One thing I do remember as a child, though, was seeing the pockmarks on the walls of the downtown buildings made by bullets from the gang’s machine guns. Those bullets also wounded nine townsfolk on that day, including police Chief Frank Culp. A bullet hit his lung and crushed a rib.

My father described Culp as “gravely wounded” on the day of the robbery, but later stories said his health was improving.

One of the bandits was identified by a witness as Homer Van Meter, who my father said was “considered to be one of the most deadly machine gunners” in the gang. Anyone who has read about the Dillinger gang knows that Van Meter was a vile man.

The day after the holdup, my father started an article with the words, “Stories, stories, stories,” in explaining how everyone who was downtown the day of the robbery had a story to tell.

“All day long, people were talking about the great excitement here yesterday afternoon during the bank robbery.” Dad said he “got cramps in the fingers” trying to jot them all down.

One of the stories that my father jotted down was about a man by the name of Bill Daub, who said the most impressive thing he saw during the robbery was how a “red-headed fellow manipulate­d his submachine gun.

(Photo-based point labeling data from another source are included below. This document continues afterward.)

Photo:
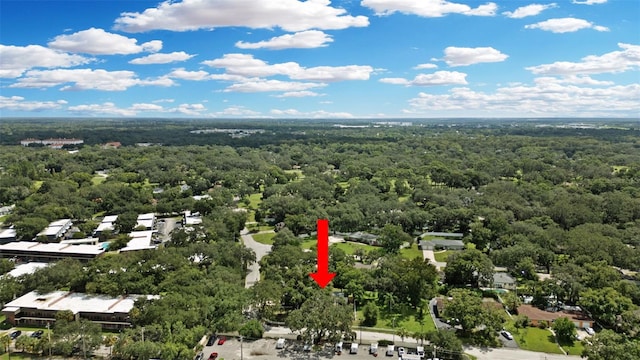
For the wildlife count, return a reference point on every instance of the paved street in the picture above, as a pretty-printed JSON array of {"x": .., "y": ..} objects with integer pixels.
[{"x": 261, "y": 250}]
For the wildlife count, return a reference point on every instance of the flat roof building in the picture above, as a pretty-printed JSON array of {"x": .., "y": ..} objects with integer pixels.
[
  {"x": 140, "y": 240},
  {"x": 40, "y": 309},
  {"x": 35, "y": 251},
  {"x": 56, "y": 229}
]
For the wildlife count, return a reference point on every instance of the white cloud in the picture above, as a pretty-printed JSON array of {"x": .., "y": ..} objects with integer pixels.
[
  {"x": 427, "y": 8},
  {"x": 544, "y": 98},
  {"x": 318, "y": 114},
  {"x": 162, "y": 58},
  {"x": 290, "y": 15},
  {"x": 613, "y": 62},
  {"x": 304, "y": 93},
  {"x": 107, "y": 108},
  {"x": 246, "y": 65},
  {"x": 99, "y": 42},
  {"x": 563, "y": 25},
  {"x": 189, "y": 109},
  {"x": 262, "y": 85},
  {"x": 437, "y": 78},
  {"x": 86, "y": 79},
  {"x": 146, "y": 107},
  {"x": 18, "y": 59},
  {"x": 529, "y": 10},
  {"x": 458, "y": 56},
  {"x": 18, "y": 103},
  {"x": 301, "y": 40},
  {"x": 239, "y": 111},
  {"x": 426, "y": 66},
  {"x": 589, "y": 2},
  {"x": 183, "y": 74}
]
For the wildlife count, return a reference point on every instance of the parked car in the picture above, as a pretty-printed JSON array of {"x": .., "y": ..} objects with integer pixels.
[{"x": 212, "y": 340}]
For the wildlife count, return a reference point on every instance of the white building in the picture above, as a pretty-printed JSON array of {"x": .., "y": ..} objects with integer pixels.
[
  {"x": 56, "y": 229},
  {"x": 40, "y": 309}
]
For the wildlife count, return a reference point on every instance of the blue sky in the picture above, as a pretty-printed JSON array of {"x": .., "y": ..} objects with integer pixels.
[{"x": 320, "y": 58}]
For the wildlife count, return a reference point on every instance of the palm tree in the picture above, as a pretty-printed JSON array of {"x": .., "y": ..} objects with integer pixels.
[
  {"x": 403, "y": 333},
  {"x": 109, "y": 341},
  {"x": 5, "y": 341}
]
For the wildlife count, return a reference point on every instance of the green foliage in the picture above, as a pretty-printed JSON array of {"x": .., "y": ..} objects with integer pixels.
[
  {"x": 252, "y": 329},
  {"x": 565, "y": 330},
  {"x": 469, "y": 267},
  {"x": 607, "y": 345},
  {"x": 321, "y": 317},
  {"x": 371, "y": 313}
]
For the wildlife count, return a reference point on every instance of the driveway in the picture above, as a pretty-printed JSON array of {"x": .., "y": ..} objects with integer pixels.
[{"x": 261, "y": 250}]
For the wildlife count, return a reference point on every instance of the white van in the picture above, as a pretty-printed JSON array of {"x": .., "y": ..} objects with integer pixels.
[{"x": 391, "y": 349}]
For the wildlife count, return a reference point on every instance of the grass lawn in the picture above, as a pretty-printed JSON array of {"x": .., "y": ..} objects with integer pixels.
[
  {"x": 405, "y": 320},
  {"x": 264, "y": 238},
  {"x": 442, "y": 256},
  {"x": 575, "y": 349},
  {"x": 350, "y": 248},
  {"x": 412, "y": 252},
  {"x": 534, "y": 339},
  {"x": 255, "y": 200}
]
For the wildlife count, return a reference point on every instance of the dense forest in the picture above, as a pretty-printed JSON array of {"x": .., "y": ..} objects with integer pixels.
[{"x": 557, "y": 200}]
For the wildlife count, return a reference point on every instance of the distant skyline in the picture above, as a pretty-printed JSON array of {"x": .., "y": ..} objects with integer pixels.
[{"x": 320, "y": 58}]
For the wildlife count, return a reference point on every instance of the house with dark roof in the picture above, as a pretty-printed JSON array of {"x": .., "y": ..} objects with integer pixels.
[{"x": 504, "y": 281}]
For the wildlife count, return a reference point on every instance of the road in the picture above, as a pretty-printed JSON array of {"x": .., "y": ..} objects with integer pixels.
[
  {"x": 367, "y": 337},
  {"x": 261, "y": 250}
]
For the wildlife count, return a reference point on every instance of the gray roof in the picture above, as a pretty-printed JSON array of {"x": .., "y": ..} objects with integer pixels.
[{"x": 503, "y": 278}]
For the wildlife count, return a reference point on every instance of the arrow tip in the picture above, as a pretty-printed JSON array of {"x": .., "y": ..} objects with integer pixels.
[{"x": 322, "y": 279}]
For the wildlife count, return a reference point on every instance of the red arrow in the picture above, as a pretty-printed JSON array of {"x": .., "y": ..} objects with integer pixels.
[{"x": 322, "y": 276}]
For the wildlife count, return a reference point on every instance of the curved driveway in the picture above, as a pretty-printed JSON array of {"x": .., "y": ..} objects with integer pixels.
[{"x": 261, "y": 250}]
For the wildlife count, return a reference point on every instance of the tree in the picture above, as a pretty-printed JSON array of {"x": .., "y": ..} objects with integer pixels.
[
  {"x": 370, "y": 312},
  {"x": 605, "y": 304},
  {"x": 469, "y": 267},
  {"x": 321, "y": 316},
  {"x": 565, "y": 330},
  {"x": 392, "y": 237}
]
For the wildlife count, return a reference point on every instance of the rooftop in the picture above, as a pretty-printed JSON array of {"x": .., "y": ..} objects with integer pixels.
[{"x": 76, "y": 302}]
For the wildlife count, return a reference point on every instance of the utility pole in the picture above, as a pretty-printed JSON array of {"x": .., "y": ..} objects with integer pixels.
[{"x": 49, "y": 336}]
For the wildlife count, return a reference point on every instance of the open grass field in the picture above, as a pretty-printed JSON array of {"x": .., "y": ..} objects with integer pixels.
[
  {"x": 534, "y": 339},
  {"x": 350, "y": 248},
  {"x": 405, "y": 319},
  {"x": 412, "y": 252},
  {"x": 264, "y": 238}
]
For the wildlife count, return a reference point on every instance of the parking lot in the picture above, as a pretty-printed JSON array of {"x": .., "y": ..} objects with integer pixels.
[{"x": 265, "y": 349}]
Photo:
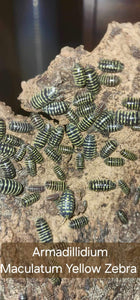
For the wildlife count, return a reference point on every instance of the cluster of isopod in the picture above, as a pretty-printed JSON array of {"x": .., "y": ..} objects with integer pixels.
[{"x": 84, "y": 115}]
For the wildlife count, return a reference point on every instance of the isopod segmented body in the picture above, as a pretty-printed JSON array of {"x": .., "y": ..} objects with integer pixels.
[
  {"x": 109, "y": 80},
  {"x": 8, "y": 168},
  {"x": 79, "y": 75},
  {"x": 7, "y": 150},
  {"x": 56, "y": 136},
  {"x": 20, "y": 153},
  {"x": 44, "y": 97},
  {"x": 36, "y": 188},
  {"x": 56, "y": 108},
  {"x": 55, "y": 185},
  {"x": 10, "y": 186},
  {"x": 29, "y": 199},
  {"x": 80, "y": 161},
  {"x": 89, "y": 147},
  {"x": 72, "y": 116},
  {"x": 127, "y": 154},
  {"x": 135, "y": 127},
  {"x": 68, "y": 150},
  {"x": 30, "y": 166},
  {"x": 101, "y": 185},
  {"x": 12, "y": 140},
  {"x": 127, "y": 118},
  {"x": 102, "y": 121},
  {"x": 59, "y": 173},
  {"x": 114, "y": 161},
  {"x": 112, "y": 126},
  {"x": 34, "y": 153},
  {"x": 42, "y": 137},
  {"x": 92, "y": 80},
  {"x": 137, "y": 196},
  {"x": 78, "y": 223},
  {"x": 84, "y": 124},
  {"x": 2, "y": 128},
  {"x": 122, "y": 216},
  {"x": 53, "y": 154},
  {"x": 44, "y": 231},
  {"x": 124, "y": 187},
  {"x": 109, "y": 148},
  {"x": 83, "y": 98},
  {"x": 85, "y": 109},
  {"x": 74, "y": 134},
  {"x": 37, "y": 121},
  {"x": 131, "y": 103},
  {"x": 22, "y": 127},
  {"x": 111, "y": 66},
  {"x": 67, "y": 204},
  {"x": 53, "y": 197}
]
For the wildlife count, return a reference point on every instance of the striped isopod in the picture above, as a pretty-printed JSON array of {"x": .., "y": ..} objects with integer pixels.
[
  {"x": 34, "y": 153},
  {"x": 8, "y": 168},
  {"x": 59, "y": 173},
  {"x": 30, "y": 166},
  {"x": 44, "y": 231},
  {"x": 36, "y": 188},
  {"x": 56, "y": 108},
  {"x": 109, "y": 80},
  {"x": 20, "y": 153},
  {"x": 124, "y": 187},
  {"x": 53, "y": 154},
  {"x": 13, "y": 140},
  {"x": 85, "y": 109},
  {"x": 122, "y": 216},
  {"x": 84, "y": 124},
  {"x": 79, "y": 75},
  {"x": 7, "y": 150},
  {"x": 83, "y": 98},
  {"x": 131, "y": 103},
  {"x": 72, "y": 116},
  {"x": 114, "y": 161},
  {"x": 55, "y": 185},
  {"x": 89, "y": 147},
  {"x": 74, "y": 134},
  {"x": 22, "y": 127},
  {"x": 109, "y": 148},
  {"x": 53, "y": 197},
  {"x": 112, "y": 126},
  {"x": 2, "y": 128},
  {"x": 80, "y": 161},
  {"x": 92, "y": 80},
  {"x": 42, "y": 137},
  {"x": 56, "y": 136},
  {"x": 127, "y": 118},
  {"x": 102, "y": 121},
  {"x": 137, "y": 196},
  {"x": 101, "y": 185},
  {"x": 37, "y": 121},
  {"x": 55, "y": 281},
  {"x": 23, "y": 297},
  {"x": 67, "y": 204},
  {"x": 10, "y": 186},
  {"x": 127, "y": 154},
  {"x": 29, "y": 199},
  {"x": 78, "y": 223},
  {"x": 111, "y": 66},
  {"x": 135, "y": 127},
  {"x": 65, "y": 149},
  {"x": 44, "y": 97}
]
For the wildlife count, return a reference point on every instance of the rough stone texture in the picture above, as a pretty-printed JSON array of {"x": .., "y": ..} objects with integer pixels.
[{"x": 122, "y": 42}]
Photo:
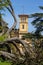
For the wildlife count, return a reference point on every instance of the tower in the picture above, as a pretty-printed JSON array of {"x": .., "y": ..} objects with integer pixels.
[{"x": 23, "y": 25}]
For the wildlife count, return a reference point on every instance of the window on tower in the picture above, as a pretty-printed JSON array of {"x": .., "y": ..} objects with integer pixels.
[
  {"x": 22, "y": 26},
  {"x": 23, "y": 19}
]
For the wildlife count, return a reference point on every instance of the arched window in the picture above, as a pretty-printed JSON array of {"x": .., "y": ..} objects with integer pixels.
[
  {"x": 22, "y": 26},
  {"x": 23, "y": 19}
]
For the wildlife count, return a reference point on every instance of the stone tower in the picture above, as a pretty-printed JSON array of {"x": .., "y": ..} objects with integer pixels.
[{"x": 23, "y": 25}]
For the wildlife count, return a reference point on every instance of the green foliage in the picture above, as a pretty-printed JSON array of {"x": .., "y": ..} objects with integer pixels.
[{"x": 3, "y": 37}]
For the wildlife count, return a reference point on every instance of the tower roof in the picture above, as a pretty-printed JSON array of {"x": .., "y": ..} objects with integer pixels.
[{"x": 23, "y": 15}]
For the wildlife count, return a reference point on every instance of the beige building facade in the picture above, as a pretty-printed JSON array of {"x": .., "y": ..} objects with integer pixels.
[{"x": 23, "y": 25}]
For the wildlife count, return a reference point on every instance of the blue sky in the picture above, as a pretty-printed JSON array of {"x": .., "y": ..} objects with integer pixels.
[{"x": 23, "y": 7}]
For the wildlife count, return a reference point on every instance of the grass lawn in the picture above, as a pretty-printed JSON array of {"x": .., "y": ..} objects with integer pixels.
[{"x": 5, "y": 63}]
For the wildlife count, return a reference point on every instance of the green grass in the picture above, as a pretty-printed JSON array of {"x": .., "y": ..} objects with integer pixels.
[{"x": 5, "y": 63}]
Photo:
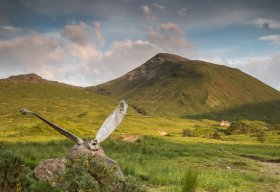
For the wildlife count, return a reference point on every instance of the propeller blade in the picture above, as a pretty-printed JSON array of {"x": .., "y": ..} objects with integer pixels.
[
  {"x": 112, "y": 122},
  {"x": 56, "y": 127}
]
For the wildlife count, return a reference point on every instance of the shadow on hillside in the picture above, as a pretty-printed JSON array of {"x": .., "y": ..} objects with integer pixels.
[{"x": 268, "y": 112}]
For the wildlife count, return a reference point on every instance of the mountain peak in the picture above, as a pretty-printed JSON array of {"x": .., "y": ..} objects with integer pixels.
[
  {"x": 31, "y": 77},
  {"x": 149, "y": 68},
  {"x": 167, "y": 57}
]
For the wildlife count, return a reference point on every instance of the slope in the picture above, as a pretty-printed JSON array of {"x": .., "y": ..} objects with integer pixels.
[
  {"x": 171, "y": 85},
  {"x": 61, "y": 103}
]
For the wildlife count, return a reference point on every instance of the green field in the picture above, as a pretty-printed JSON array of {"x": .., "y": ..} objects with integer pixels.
[{"x": 159, "y": 162}]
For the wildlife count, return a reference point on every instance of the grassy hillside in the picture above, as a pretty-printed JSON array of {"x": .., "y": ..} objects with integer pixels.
[
  {"x": 57, "y": 102},
  {"x": 174, "y": 86},
  {"x": 160, "y": 162}
]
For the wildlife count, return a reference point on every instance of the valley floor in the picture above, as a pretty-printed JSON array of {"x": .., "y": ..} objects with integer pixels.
[{"x": 162, "y": 162}]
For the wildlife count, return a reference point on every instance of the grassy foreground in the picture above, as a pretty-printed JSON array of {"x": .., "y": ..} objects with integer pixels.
[{"x": 161, "y": 162}]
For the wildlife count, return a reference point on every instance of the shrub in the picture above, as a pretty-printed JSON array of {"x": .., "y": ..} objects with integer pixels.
[
  {"x": 261, "y": 135},
  {"x": 274, "y": 127},
  {"x": 14, "y": 175},
  {"x": 216, "y": 135},
  {"x": 244, "y": 127},
  {"x": 93, "y": 175},
  {"x": 189, "y": 183},
  {"x": 140, "y": 110},
  {"x": 187, "y": 133}
]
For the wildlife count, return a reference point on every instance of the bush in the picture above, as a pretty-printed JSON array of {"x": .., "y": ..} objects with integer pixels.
[
  {"x": 274, "y": 127},
  {"x": 14, "y": 175},
  {"x": 92, "y": 174},
  {"x": 216, "y": 135},
  {"x": 261, "y": 135},
  {"x": 189, "y": 183},
  {"x": 140, "y": 110},
  {"x": 187, "y": 133},
  {"x": 244, "y": 127}
]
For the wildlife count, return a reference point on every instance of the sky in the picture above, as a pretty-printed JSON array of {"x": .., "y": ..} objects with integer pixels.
[{"x": 89, "y": 42}]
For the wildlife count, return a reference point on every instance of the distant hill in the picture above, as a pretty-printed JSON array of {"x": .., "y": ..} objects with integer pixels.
[
  {"x": 175, "y": 86},
  {"x": 72, "y": 107}
]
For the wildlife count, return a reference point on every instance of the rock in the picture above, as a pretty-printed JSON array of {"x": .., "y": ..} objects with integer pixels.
[
  {"x": 228, "y": 168},
  {"x": 131, "y": 139},
  {"x": 48, "y": 169},
  {"x": 163, "y": 133}
]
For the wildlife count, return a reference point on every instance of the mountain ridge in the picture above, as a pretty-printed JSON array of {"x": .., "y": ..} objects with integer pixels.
[{"x": 172, "y": 85}]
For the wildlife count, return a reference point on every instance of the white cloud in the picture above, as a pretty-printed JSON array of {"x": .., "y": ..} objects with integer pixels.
[
  {"x": 271, "y": 38},
  {"x": 71, "y": 56},
  {"x": 265, "y": 23},
  {"x": 182, "y": 12},
  {"x": 159, "y": 6},
  {"x": 147, "y": 12},
  {"x": 169, "y": 37}
]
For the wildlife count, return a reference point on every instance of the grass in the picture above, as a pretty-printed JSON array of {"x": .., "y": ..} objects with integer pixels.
[
  {"x": 160, "y": 162},
  {"x": 163, "y": 168},
  {"x": 194, "y": 89}
]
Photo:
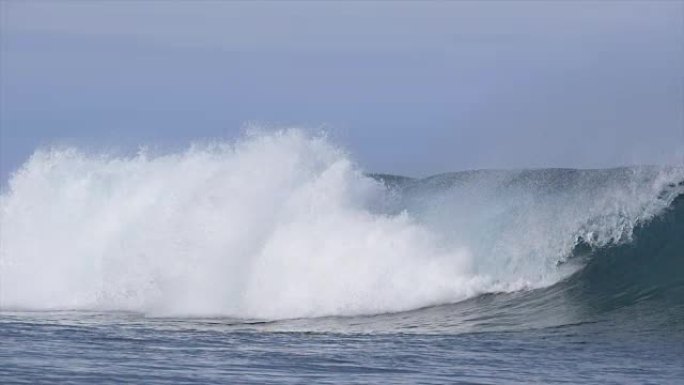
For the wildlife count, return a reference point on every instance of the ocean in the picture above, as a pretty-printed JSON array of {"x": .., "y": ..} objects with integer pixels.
[{"x": 278, "y": 259}]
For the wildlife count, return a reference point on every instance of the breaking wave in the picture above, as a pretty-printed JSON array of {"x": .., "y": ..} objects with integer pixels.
[{"x": 285, "y": 225}]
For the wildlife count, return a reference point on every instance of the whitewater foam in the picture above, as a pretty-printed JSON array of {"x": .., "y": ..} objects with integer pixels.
[{"x": 282, "y": 225}]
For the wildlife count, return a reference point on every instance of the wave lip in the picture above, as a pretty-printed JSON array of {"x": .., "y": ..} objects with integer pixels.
[{"x": 285, "y": 225}]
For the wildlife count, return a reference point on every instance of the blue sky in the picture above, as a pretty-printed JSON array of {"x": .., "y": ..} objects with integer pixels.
[{"x": 407, "y": 87}]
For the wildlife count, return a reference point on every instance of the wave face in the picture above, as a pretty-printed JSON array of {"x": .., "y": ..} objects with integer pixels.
[{"x": 285, "y": 225}]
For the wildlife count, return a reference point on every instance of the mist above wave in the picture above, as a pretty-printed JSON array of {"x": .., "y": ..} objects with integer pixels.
[{"x": 284, "y": 224}]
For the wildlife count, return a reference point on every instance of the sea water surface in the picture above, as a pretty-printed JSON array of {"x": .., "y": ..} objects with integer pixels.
[{"x": 277, "y": 259}]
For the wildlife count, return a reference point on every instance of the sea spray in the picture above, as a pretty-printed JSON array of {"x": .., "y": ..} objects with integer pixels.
[{"x": 284, "y": 224}]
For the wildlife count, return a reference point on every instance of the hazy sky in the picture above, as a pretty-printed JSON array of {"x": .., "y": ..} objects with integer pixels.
[{"x": 407, "y": 87}]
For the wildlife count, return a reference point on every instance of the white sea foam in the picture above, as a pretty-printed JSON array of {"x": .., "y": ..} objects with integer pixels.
[{"x": 282, "y": 225}]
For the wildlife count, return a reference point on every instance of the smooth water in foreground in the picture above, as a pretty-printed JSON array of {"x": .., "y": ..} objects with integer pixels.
[{"x": 275, "y": 259}]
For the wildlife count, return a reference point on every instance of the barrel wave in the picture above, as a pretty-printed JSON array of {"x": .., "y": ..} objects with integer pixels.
[{"x": 285, "y": 225}]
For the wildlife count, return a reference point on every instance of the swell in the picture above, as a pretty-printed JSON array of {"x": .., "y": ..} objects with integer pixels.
[{"x": 286, "y": 225}]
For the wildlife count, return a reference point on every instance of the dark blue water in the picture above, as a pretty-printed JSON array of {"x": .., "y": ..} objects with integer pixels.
[
  {"x": 126, "y": 348},
  {"x": 619, "y": 319}
]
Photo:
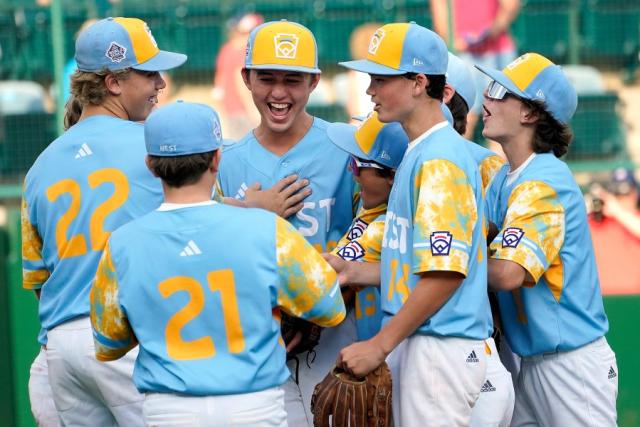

When he shot at the mezzanine floor (in the bank), he didn’t even turn around — merely flipped the gun up and over his shoulder and started blasting.”

When members of the Dillinger gang made their getaway, they put two bank employees on the running boards of the car so no one would shoot at them. My father wrote that one of those employees — “a Miss Ruth Harris,” a bank bookkeeper — said, “It was the most terrifying experience of my life.”

“They didn’t threaten bodily harm to me, but several times on that ride I thought I would be thrown from the car,” she told my father.

The bookkeeper said that the gang kept shooting out of the back of the car as they drove out of town.

“When we were several miles out of town they slowed down and told us to jump off. The last thing I remember was jumping off the car and then I fainted,” Harris told my father.

“Miss Harris was highly nervous and hysterical when she arrived back in town, but soon composed herself and assisted other employees in determinin­g the loss,” my father wrote.

A story like that would be a big story in any town, no matter the size. If it had happened in a big city, though, it might have made Broadway.